Liam O’Conner, the lawyer representing Shamji in the murder case, declined to comment on the 2005 charges and court order.

Fric-Shamji’s body was found inside a suitcase not far from the couple’s Toronto area home on Dec. 1. Her mother had reported her missing the previous day.

Her husband, who was under police surveillance before his arrest, was arrested and charged with first-degree murder on Dec. 2, said Toronto police Det-Sgt. Steve Ryan, who described the case as “awful” and “terribly sad.”

Toronto police were aware of the charges filed in Ottawa in 2005, he said.

On Friday, police were looking for any evidence left behind at the spot where Fric-Shamji’s body was discovered in a suitcase in a shallow part of the Humber River, Ryan said.

“We’re still missing property,” he said. “We haven’t located a brown Coach purse and an iPhone” along with the victim’s car keys.

Fric-Shamji’s body showed signs of strangulation and blunt force trauma, but it is too early to say if domestic violence played a role in her death, Ryan said.

Just days before her body was discovered Fric-Shamji, 40, told medical colleagues at a meeting that she had filed for a divorce and was looking forward to a fresh start for herself and her children.

At the time of Fric-Shamji’s death she and Shamji, also 40, had three children who police say are now being cared for by their grandmother.

Speaking generally, Betty Jo Barrett, an associate professor of social work and women’s studies at the University of Windsor, said the days after a woman asks for a divorce can be the most dangerous.

“Some relationships, where there has never been physical violence, escalate to physical violence when a woman is leaving because the perpetrator realizes what they’re doing isn’t working, so they have to escalate to keep their sense of power,” she said.

Barrett has studied domestic abuse for the past 10 years. In many cases, those close to abuse survivors are surprised to learn the extent of the violence involved because they never see it or hear about it from the victims, she said.

Previous charges are “a big risk factor” that there could be more violence in the future, she said.

“Often times what will happen is there will be domestic violence (and) they’ll try to leave. Then the perpetrator will try and convince them it was a one-time thing,” she said. “Once the woman drops charges or agrees to be in the relationship again the perpetrator will be on good behaviour until things start to escalate again.”

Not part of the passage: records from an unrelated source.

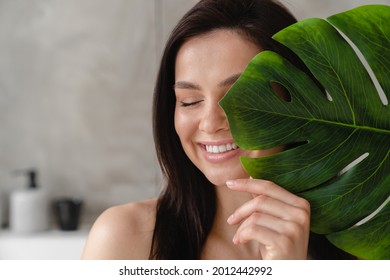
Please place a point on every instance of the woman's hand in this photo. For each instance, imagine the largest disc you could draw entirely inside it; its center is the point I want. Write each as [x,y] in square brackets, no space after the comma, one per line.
[275,218]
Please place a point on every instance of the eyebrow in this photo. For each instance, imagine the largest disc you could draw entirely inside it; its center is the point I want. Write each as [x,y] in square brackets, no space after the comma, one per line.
[188,85]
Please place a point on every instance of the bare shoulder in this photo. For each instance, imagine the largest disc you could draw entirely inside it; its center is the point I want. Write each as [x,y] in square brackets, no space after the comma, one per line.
[122,232]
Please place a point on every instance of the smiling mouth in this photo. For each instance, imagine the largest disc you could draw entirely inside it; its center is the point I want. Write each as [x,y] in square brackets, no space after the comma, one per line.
[217,149]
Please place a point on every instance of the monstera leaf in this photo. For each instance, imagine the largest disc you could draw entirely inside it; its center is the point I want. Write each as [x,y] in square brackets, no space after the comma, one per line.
[337,144]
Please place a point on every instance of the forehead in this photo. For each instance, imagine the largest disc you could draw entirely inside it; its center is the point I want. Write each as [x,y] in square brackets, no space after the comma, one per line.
[219,50]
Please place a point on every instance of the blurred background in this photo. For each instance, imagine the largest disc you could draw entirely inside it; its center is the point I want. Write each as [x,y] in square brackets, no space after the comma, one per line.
[76,84]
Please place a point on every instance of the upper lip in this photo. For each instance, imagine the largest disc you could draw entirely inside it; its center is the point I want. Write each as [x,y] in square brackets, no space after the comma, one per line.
[217,143]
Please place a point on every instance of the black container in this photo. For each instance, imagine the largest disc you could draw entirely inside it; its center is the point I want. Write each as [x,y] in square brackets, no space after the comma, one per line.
[67,213]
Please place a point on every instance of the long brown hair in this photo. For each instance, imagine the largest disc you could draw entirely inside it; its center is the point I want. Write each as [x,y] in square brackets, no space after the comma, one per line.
[186,208]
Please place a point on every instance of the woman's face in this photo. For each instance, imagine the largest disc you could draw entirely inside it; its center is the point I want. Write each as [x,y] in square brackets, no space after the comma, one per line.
[206,67]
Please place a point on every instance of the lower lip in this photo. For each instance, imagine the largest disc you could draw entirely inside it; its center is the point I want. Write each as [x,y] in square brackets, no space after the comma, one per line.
[220,157]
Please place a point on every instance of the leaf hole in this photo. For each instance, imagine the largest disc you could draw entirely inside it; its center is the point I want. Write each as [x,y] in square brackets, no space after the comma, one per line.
[368,68]
[353,164]
[281,92]
[328,96]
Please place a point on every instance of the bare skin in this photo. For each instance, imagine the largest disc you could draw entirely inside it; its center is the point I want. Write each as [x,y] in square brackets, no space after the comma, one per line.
[255,219]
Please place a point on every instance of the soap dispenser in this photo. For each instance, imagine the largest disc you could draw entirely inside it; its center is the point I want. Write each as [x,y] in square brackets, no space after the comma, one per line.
[29,207]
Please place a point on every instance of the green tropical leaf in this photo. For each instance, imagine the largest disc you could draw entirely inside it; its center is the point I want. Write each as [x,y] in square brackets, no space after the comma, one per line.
[338,146]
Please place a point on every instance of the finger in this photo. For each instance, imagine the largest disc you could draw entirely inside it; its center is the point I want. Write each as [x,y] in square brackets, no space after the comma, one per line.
[268,188]
[287,228]
[268,205]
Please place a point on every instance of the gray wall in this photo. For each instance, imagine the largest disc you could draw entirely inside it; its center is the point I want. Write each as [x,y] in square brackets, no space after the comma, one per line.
[76,81]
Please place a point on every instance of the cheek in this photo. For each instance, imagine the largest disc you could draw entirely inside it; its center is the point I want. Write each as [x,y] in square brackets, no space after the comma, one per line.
[183,125]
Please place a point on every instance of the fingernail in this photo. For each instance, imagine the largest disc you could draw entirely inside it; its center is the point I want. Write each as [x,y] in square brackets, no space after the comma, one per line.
[230,183]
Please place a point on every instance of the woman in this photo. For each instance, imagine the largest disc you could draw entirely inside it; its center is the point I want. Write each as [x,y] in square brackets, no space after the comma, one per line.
[210,208]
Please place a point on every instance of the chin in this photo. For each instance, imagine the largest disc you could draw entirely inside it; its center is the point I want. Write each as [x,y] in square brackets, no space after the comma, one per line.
[220,179]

Getting a peace bond was evidence of Fric-Shamji seeking help, Barrett said.

Dr. Nadia Alam, a family doctor in Georgetown, met Fric-Shamji during an Ontario Medical Association meeting just months before she was killed.

Her popular colleague’s death has changed her perspective as a physician, said Alam, who plans to include regular screenings for all her patients to bring up healthy and unhealthy relationships.

“Intimate partner violence, domestic violence, family violence — it’s a huge issue,” she said. “I want positive change to come out of this tragedy.”

On Friday Fric-Shamji’s family issued a statement thanking the public, Toronto police and members of the OMA who shared memories of her through social media.

“We miss her greatly and these memories mean a great deal to all of us today and every day,” the statement reads.

To honour Fric-Shamji’s memory, the family is asking donations be made to the Canadian Centre for Immigrant and Refugee Health Care, a cause she was passionate about, and The Shelter Movers of Toronto, described as an organization that “provides safe, respectful moving services at no cost to persons fleeing abusive households.”

Fric-Shamji’s death draws attention to the fact that there’s no “perfect, mystical abuse victim,” Barrett said.

In most cases women who are being abused will seek help from friends or co-workers rather than trained professionals, she said. “When you know of these situations be present, be affirmative, be non-judgmental. Those small things can literally save a life.”